John Barnard: Having not researched Benbeoch I decided this would be a quick up-and-down in the late afternoon via the dismantled railway track from just east of south. How wrong! I wish I had read the comments on this hill in Marhofn 84, but my Internet search did not pick this up. I think things have now got even worse. My first attempt was along the track, starting at NS513756 on the B741. Easy, break out to the edge of the forest, follow the edge for a wee while and then strike west to the hill. After ignoring the 'No Admittance' signs (standard practice) you come to a scooped-out area with rather large vehicles hurling truck-loads of rocks over the edge. Without a tin hat, I decided to retreat.
The next attempt was to go further east to the forestry track starting at NS523086. Following this north-west from the main road, I took the first left to reach a locked gate. There was a 'No Entry' sign and a tripod on which there looked to be a mounted microphone. This track turns out to be very dangerous, and a stronger warning should be on the gate. I did not check the exact location, but at about NS510086 the track ends with no warning and a vertical drop of about 200ft into the mine. I did not get too close in case the track was undercut. No way here even for the most determined. I walked back to the locked gate and tried north to see if I could get in behind Benbain, but there were no forest breaks to allow a chance of access. Now totally annoyed, I abandoned the attempt, realising that the time spent messing around here could have been more effectively spent on Craiglee to the south.
While debooting at the car, a guy in a four-wheel drive vehicle came out of the forest track and stopped to talk. He told me that the mining operations have been greatly extended in the last year, and when they finish (in about two years time) all the trees will be flattened to make way for a large wind farm. He was just off to Castle Douglas to go to a protest meeting. Before leaving, I decided to go to reception at the mine and ask what was happening. I was told that there was absolutely no access to the Marilyn and that this had been the case for a year, since mining operations now totally encircle the hill. From what I could see going on, there might be one less Marilyn to do, as British Coal appear to be completely destroying it.
Alan Dawson: The sad part is, it's an impressive rocky little hill.
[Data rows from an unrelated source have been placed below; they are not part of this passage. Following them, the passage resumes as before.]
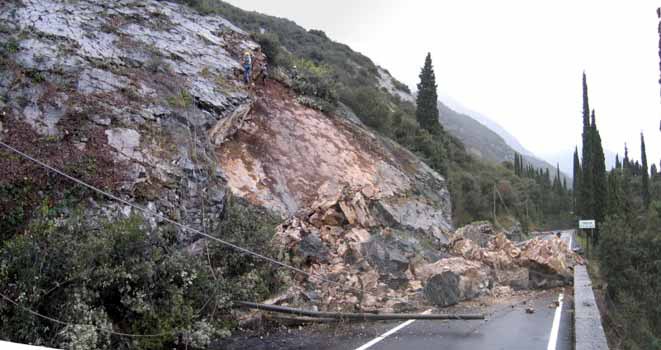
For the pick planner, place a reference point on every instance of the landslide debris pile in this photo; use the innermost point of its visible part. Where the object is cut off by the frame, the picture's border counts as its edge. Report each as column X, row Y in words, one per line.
column 341, row 241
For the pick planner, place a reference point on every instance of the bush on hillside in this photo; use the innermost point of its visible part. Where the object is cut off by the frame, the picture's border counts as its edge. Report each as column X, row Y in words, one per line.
column 121, row 275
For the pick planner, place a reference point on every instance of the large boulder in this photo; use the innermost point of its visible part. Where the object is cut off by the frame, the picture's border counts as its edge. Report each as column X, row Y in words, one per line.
column 391, row 258
column 451, row 280
column 313, row 249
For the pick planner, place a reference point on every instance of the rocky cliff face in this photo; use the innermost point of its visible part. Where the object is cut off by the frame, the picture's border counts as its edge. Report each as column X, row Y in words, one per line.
column 141, row 81
column 143, row 98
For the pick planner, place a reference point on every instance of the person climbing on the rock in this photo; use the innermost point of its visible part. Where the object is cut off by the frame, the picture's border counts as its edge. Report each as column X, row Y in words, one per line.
column 263, row 73
column 247, row 66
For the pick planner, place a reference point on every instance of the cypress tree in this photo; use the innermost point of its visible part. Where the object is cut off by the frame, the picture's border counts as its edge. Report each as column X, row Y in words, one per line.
column 516, row 164
column 557, row 182
column 600, row 186
column 615, row 195
column 586, row 209
column 576, row 181
column 618, row 164
column 427, row 100
column 643, row 170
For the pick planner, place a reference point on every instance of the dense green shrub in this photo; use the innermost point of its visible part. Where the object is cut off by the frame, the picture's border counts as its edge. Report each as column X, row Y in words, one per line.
column 270, row 44
column 630, row 256
column 121, row 275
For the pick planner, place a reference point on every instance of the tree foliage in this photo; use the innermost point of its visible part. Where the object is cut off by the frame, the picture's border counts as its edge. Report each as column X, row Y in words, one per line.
column 427, row 99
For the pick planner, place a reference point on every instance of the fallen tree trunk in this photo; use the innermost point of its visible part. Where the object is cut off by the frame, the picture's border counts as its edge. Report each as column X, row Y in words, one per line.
column 298, row 320
column 358, row 316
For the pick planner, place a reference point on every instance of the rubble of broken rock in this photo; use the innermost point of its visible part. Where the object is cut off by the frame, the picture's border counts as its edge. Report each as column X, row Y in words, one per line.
column 378, row 271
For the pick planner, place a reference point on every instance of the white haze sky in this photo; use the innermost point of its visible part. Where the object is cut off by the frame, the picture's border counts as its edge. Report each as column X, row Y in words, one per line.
column 517, row 62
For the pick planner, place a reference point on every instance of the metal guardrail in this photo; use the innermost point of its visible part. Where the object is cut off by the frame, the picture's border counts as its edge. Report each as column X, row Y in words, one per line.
column 587, row 319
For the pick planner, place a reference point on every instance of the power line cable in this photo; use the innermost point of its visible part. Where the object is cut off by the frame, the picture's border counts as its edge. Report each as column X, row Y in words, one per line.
column 182, row 226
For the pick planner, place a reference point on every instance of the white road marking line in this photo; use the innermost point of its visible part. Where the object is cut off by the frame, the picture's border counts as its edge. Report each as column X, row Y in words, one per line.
column 392, row 331
column 555, row 329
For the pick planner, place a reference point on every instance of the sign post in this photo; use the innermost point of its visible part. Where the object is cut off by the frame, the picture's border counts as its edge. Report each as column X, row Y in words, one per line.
column 585, row 225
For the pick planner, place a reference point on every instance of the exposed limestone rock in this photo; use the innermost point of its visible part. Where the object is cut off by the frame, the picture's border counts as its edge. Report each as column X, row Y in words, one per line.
column 451, row 280
column 154, row 77
column 125, row 142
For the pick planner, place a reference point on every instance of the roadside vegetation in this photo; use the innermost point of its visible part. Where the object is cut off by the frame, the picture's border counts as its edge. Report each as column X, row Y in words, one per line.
column 123, row 275
column 625, row 249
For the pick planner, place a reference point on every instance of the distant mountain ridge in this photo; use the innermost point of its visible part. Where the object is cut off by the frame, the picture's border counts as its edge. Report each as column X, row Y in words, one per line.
column 510, row 139
column 484, row 142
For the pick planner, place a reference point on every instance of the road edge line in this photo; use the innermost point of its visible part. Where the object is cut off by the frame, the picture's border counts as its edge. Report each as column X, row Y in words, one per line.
column 555, row 328
column 386, row 334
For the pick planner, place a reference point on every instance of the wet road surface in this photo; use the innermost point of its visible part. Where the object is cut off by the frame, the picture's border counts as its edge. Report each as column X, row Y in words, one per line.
column 508, row 326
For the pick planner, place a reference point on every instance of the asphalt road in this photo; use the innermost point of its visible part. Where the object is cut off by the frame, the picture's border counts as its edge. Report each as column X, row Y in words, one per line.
column 508, row 326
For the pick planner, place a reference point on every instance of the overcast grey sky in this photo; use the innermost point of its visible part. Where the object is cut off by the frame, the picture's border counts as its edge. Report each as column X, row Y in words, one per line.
column 517, row 61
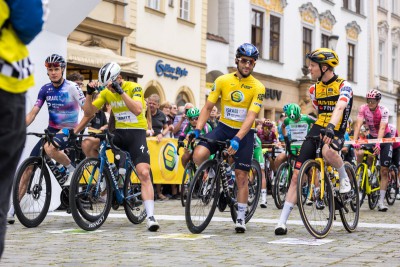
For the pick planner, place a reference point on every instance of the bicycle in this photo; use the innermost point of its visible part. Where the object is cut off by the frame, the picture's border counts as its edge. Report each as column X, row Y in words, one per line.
column 188, row 173
column 284, row 176
column 96, row 187
column 32, row 184
column 318, row 211
column 368, row 179
column 205, row 190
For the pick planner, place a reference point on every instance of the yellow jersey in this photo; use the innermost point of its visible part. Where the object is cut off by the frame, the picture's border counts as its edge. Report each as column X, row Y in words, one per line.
column 124, row 118
column 238, row 96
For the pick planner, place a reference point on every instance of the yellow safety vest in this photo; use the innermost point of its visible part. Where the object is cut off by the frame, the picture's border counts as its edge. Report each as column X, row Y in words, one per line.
column 16, row 69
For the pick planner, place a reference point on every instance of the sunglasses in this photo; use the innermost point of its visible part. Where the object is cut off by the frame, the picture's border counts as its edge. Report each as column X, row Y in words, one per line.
column 52, row 64
column 372, row 101
column 247, row 61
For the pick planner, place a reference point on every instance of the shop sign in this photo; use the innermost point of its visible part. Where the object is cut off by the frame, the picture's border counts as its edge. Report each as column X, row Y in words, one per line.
column 273, row 94
column 167, row 70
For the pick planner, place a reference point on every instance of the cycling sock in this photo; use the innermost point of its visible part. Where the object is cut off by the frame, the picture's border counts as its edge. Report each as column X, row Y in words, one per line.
column 242, row 207
column 382, row 196
column 287, row 208
column 342, row 172
column 70, row 168
column 149, row 206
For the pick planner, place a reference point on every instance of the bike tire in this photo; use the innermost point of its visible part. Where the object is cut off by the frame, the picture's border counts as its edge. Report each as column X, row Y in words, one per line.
column 361, row 181
column 350, row 208
column 392, row 185
column 187, row 177
column 90, row 206
column 254, row 185
column 31, row 208
column 281, row 185
column 318, row 222
column 202, row 197
column 133, row 202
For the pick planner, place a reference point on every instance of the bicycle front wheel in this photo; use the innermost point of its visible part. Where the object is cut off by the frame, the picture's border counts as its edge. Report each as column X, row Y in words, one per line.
column 202, row 198
column 317, row 214
column 134, row 204
column 350, row 203
column 188, row 174
column 32, row 192
column 254, row 184
column 90, row 194
column 281, row 185
column 392, row 185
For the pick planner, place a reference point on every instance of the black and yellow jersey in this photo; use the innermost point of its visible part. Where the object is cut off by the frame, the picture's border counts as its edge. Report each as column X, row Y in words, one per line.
column 124, row 118
column 324, row 97
column 238, row 96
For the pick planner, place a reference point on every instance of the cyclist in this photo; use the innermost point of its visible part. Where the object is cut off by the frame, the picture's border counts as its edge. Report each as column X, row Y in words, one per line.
column 64, row 102
column 193, row 115
column 376, row 118
column 241, row 100
column 128, row 105
column 332, row 97
column 299, row 124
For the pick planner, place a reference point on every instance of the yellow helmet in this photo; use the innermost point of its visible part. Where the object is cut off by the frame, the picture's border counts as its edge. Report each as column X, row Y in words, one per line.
column 324, row 56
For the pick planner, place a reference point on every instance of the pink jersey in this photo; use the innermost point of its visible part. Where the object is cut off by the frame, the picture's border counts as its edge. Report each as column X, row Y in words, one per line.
column 374, row 118
column 394, row 133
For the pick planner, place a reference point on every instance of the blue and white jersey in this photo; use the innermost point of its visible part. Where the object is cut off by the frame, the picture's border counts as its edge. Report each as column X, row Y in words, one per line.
column 64, row 103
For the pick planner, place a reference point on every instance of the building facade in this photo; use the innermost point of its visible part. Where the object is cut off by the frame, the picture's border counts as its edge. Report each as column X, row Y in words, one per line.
column 284, row 31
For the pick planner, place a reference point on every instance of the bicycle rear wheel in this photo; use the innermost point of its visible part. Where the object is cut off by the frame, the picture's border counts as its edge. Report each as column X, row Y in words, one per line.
column 90, row 194
column 202, row 197
column 318, row 221
column 188, row 174
column 392, row 185
column 281, row 185
column 254, row 184
column 31, row 192
column 360, row 173
column 350, row 205
column 133, row 203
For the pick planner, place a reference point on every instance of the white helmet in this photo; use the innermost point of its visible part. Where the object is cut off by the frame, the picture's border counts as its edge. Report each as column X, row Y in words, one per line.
column 109, row 72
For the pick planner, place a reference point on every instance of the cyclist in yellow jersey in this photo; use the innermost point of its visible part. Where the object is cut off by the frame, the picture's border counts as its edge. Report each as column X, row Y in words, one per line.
column 332, row 98
column 241, row 99
column 128, row 105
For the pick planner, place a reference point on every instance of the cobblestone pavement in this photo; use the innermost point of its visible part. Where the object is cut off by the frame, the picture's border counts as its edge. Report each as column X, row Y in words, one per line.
column 58, row 241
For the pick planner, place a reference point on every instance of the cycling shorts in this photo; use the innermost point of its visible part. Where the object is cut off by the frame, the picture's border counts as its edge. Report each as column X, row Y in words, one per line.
column 133, row 141
column 309, row 148
column 244, row 154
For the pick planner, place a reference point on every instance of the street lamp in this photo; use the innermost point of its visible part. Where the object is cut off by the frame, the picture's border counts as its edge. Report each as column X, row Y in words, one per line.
column 332, row 41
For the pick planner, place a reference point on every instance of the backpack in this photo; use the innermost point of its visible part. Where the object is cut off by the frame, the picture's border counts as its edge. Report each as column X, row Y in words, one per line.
column 27, row 17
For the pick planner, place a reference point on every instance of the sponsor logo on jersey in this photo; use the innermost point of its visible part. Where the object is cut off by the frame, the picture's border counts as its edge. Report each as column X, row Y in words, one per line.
column 237, row 96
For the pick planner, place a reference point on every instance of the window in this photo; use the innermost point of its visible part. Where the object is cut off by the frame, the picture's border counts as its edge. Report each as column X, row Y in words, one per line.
column 381, row 55
column 307, row 42
column 395, row 63
column 350, row 62
column 154, row 4
column 257, row 29
column 346, row 4
column 275, row 34
column 324, row 40
column 185, row 10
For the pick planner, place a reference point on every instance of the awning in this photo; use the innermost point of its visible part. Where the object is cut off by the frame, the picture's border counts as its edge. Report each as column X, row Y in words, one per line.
column 96, row 57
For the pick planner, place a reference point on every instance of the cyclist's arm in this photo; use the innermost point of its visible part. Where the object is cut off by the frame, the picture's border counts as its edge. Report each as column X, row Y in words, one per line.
column 357, row 126
column 31, row 115
column 204, row 115
column 247, row 123
column 338, row 112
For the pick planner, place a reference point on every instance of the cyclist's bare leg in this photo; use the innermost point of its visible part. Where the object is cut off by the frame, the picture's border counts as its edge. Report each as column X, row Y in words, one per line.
column 200, row 155
column 57, row 155
column 90, row 147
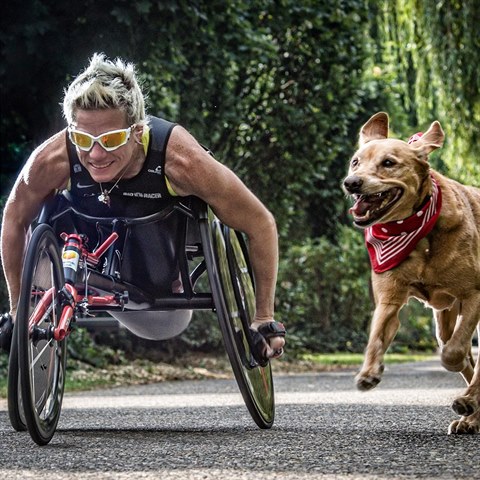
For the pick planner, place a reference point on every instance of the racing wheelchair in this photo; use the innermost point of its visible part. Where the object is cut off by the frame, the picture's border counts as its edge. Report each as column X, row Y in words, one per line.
column 152, row 294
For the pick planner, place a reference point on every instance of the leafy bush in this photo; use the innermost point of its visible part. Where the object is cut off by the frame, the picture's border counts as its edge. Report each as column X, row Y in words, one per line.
column 323, row 294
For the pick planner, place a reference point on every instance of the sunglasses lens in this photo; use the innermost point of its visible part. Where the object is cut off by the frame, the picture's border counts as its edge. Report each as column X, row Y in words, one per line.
column 81, row 140
column 115, row 139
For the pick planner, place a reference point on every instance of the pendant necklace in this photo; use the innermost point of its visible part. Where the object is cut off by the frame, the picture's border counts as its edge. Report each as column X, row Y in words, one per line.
column 104, row 196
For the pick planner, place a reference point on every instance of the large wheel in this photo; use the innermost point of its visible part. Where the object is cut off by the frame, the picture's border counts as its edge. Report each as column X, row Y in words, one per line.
column 41, row 358
column 234, row 297
column 15, row 404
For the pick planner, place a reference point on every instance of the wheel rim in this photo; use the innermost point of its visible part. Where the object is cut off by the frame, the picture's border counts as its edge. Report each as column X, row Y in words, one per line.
column 255, row 382
column 42, row 361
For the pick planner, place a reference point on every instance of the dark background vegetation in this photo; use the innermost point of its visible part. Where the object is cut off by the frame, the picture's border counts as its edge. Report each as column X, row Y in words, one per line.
column 278, row 90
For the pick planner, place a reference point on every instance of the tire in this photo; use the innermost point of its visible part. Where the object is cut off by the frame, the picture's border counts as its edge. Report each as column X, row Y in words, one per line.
column 14, row 396
column 41, row 362
column 234, row 298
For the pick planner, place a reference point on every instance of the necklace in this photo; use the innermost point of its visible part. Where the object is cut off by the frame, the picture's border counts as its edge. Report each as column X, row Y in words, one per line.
column 104, row 196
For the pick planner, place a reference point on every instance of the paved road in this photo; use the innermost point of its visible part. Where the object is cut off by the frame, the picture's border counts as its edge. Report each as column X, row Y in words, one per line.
column 324, row 429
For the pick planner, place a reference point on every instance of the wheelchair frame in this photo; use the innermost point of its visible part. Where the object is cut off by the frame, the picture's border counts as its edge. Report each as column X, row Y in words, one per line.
column 56, row 287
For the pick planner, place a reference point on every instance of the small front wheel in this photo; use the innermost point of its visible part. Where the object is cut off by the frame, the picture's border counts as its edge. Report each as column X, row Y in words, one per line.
column 41, row 358
column 15, row 403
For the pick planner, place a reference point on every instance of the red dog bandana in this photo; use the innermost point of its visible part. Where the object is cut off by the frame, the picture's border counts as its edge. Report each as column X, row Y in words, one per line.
column 389, row 244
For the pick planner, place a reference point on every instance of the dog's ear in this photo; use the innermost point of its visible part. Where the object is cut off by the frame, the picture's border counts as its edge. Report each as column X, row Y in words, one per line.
column 430, row 140
column 375, row 129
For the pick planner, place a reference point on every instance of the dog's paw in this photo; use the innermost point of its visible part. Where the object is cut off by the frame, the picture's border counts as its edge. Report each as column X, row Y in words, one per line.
column 466, row 425
column 465, row 406
column 368, row 379
column 367, row 383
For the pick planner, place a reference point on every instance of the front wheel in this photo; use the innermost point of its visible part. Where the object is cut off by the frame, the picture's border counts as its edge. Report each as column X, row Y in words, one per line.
column 233, row 293
column 42, row 359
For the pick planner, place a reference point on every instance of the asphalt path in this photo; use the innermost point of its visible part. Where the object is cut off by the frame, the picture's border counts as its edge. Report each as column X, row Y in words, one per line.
column 324, row 429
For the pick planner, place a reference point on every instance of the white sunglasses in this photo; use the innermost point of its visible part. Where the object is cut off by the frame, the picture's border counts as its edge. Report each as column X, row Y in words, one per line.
column 109, row 140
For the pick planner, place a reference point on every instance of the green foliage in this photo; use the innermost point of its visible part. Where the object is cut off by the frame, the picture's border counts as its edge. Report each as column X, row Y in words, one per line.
column 432, row 48
column 323, row 294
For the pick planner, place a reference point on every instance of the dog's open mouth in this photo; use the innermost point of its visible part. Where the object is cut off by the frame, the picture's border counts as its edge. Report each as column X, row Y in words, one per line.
column 370, row 208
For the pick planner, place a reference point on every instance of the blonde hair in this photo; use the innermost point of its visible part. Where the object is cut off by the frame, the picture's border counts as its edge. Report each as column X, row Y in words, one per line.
column 105, row 84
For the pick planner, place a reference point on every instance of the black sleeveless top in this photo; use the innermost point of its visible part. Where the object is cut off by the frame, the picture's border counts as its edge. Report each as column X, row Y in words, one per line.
column 147, row 255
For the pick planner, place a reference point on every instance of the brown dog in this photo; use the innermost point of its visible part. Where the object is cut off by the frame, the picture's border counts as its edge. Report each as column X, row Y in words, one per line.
column 423, row 235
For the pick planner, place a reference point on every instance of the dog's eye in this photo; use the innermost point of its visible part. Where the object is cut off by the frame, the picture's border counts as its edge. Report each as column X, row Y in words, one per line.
column 388, row 162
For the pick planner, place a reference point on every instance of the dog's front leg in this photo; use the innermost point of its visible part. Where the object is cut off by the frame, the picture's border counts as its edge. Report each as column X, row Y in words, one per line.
column 384, row 326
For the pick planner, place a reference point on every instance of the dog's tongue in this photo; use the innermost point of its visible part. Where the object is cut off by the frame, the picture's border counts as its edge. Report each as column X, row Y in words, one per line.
column 361, row 206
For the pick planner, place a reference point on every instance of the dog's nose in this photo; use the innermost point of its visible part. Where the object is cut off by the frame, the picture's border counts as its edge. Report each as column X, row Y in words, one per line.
column 353, row 184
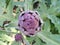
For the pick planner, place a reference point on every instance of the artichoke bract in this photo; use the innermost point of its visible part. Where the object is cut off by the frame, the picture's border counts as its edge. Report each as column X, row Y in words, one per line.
column 18, row 37
column 29, row 22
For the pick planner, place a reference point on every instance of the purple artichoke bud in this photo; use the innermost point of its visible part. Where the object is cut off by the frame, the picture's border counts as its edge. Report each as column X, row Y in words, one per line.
column 18, row 37
column 29, row 22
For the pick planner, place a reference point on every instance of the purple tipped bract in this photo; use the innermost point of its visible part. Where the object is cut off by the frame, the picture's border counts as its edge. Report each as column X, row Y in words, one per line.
column 18, row 37
column 29, row 22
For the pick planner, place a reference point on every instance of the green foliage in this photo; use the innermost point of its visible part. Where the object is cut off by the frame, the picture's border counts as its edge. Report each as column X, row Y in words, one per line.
column 49, row 11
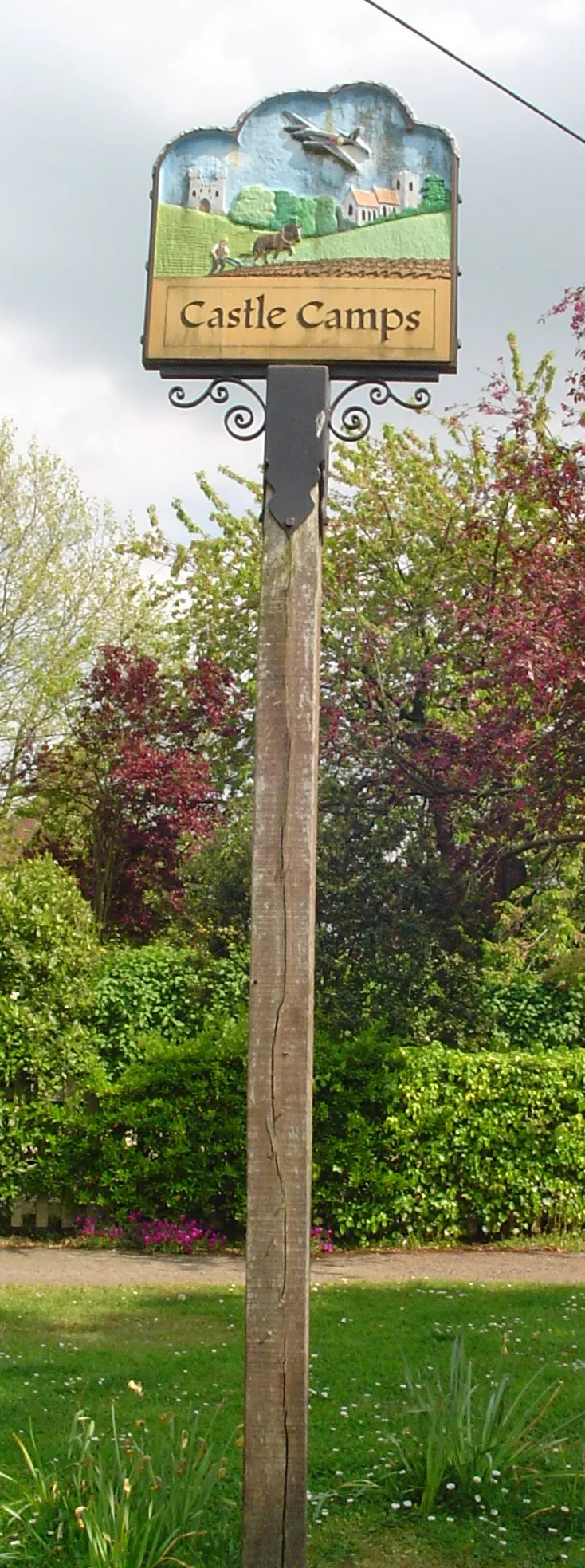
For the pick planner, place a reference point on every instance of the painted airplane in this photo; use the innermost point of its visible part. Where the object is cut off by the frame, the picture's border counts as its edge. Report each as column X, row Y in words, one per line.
column 332, row 142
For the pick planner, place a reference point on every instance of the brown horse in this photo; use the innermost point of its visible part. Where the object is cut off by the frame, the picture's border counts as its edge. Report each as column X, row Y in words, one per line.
column 285, row 240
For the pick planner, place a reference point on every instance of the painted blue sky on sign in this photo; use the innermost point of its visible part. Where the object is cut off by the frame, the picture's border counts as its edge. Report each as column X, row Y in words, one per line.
column 261, row 152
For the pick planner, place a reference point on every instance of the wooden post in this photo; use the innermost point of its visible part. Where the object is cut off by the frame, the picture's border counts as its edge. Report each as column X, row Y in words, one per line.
column 281, row 1008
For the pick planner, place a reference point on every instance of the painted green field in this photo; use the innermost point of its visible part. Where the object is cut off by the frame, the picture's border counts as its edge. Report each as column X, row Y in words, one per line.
column 186, row 238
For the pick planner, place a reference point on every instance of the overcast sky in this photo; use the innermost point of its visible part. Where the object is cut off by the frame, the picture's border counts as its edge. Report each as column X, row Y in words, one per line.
column 92, row 90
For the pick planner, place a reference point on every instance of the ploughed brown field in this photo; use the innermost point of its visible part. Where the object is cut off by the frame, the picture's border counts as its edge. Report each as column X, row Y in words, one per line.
column 359, row 267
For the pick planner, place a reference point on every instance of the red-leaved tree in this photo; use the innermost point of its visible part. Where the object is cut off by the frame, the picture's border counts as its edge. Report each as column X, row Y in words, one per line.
column 134, row 789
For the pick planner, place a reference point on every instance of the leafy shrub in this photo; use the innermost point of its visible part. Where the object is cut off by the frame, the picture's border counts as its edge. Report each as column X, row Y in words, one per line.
column 529, row 1012
column 435, row 1143
column 408, row 1143
column 48, row 955
column 167, row 1139
column 160, row 990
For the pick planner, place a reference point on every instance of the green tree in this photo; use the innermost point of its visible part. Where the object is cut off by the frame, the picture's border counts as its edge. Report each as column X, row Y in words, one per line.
column 435, row 193
column 450, row 698
column 325, row 215
column 65, row 588
column 48, row 960
column 254, row 206
column 295, row 209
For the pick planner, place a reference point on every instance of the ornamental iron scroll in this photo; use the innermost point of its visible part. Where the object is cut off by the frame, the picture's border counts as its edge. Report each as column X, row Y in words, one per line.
column 355, row 422
column 242, row 421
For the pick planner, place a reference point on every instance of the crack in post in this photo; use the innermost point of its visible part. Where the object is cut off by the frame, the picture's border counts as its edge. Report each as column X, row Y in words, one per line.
column 286, row 1460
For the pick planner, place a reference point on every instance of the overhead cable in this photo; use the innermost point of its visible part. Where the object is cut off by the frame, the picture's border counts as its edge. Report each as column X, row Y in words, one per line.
column 477, row 73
Jon Metcalf: Complete recalibration of my spiritual Marianas Trench. The prototype for Hell's soundtrack drowns out anything natural in this hard-hat disaster area. There was nobody around to ask about safe access past the continuously thundering trucks, or about when it might be least hazardous, or disruptive to the licensed vandals, to venture into the explosion hazard zone. Utterly demoralising, surpassing even the gauche ruin of Dundry Down as an all-time low spot in my hill experience. It is the only prominence for miles around, so let's blow it away for road aggregate. Come on planners - where are the checks and balances - where is the defence of the public interest - where is the defence of the uncorrectable, the unrecoverable? What have we come to? It must have been beautiful once. Now it's like The Shire under Saruman. Peter Jackson could have used the sorry remnants of this former haven to provide location shots for the fictional brutalisation of defenceless beauty in The Return of the King. All responsible should hang their heads.
Ken Whyte: My most vivid memories are of two things: coming across an abandoned JCB digger while approaching the summit of Conachair from the direction of the highest radar paraphernalia, and that monstrosity of a power house which is so carefully edited from official photographs. Talk about double standards!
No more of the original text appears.